The frequency of CALR-mutant-specific immune responses does not change with age

As the median age of diagnosis of CALR-mutant MPN-patients is 47–57 years16,1922, we wondered if the emergence of CALR-mutant MPN could be explained by an age dependent loss of CALR-mutant specific immune response. Hence, we analyzed the specific responses against CALRLong1 and CALRLong4 in PBMC from 25 healthy individuals with a median age of 19 years (range 18–21 years) and in PBMC from 25 healthy individuals with a median age of 57 years (range 50–64 years). No difference in frequency nor amplitude of responses against CALRLong1 and CALRLong4 was identified between the two age defined cohorts (Supplementary Material 5A, 5B).

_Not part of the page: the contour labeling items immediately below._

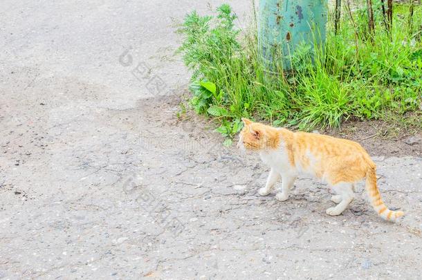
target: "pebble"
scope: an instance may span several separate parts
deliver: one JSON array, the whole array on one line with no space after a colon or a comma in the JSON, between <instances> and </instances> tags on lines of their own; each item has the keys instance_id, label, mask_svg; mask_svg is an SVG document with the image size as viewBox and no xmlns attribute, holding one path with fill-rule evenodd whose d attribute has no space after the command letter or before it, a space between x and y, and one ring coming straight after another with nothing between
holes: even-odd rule
<instances>
[{"instance_id":1,"label":"pebble","mask_svg":"<svg viewBox=\"0 0 422 280\"><path fill-rule=\"evenodd\" d=\"M408 145L421 144L421 142L422 138L419 136L411 136L405 140L405 143L407 144Z\"/></svg>"},{"instance_id":2,"label":"pebble","mask_svg":"<svg viewBox=\"0 0 422 280\"><path fill-rule=\"evenodd\" d=\"M369 259L365 259L363 263L362 263L362 268L364 270L367 270L371 267L371 261Z\"/></svg>"},{"instance_id":3,"label":"pebble","mask_svg":"<svg viewBox=\"0 0 422 280\"><path fill-rule=\"evenodd\" d=\"M233 187L233 189L236 189L237 191L244 191L246 188L246 186L244 185L235 185Z\"/></svg>"}]
</instances>

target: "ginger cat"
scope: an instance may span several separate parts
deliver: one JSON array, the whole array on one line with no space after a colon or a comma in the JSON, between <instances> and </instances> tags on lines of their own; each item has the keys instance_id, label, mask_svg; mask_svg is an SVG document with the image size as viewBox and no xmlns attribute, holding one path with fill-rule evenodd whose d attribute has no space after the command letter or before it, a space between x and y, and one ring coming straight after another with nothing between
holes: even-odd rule
<instances>
[{"instance_id":1,"label":"ginger cat","mask_svg":"<svg viewBox=\"0 0 422 280\"><path fill-rule=\"evenodd\" d=\"M381 199L376 186L376 165L366 151L357 142L304 132L294 133L242 118L238 147L257 151L262 161L271 167L261 196L267 196L280 178L282 192L275 196L279 201L288 198L296 177L309 174L327 183L338 194L331 200L337 205L327 209L331 216L340 215L354 200L354 186L366 179L366 190L372 207L383 218L395 221L402 211L392 211Z\"/></svg>"}]
</instances>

In total we have analyzed the CALR- mutant specific immune responses in a vast amount of healthy subjects: Of 74 subjects analyzed for response against CALRLong1, 54 (78%) exhibited a DFR-defined significant immune response, and 24 (32%) exhibited a DFR2x-defined significant response. The responses against CALRLong4 were even more frequent; of 110 subjects analyzed, PBMC from 98 (89%) exhibited a DFR-defined significant response and 60 individuals (55%) exhibited a DFR2x-defined significant response.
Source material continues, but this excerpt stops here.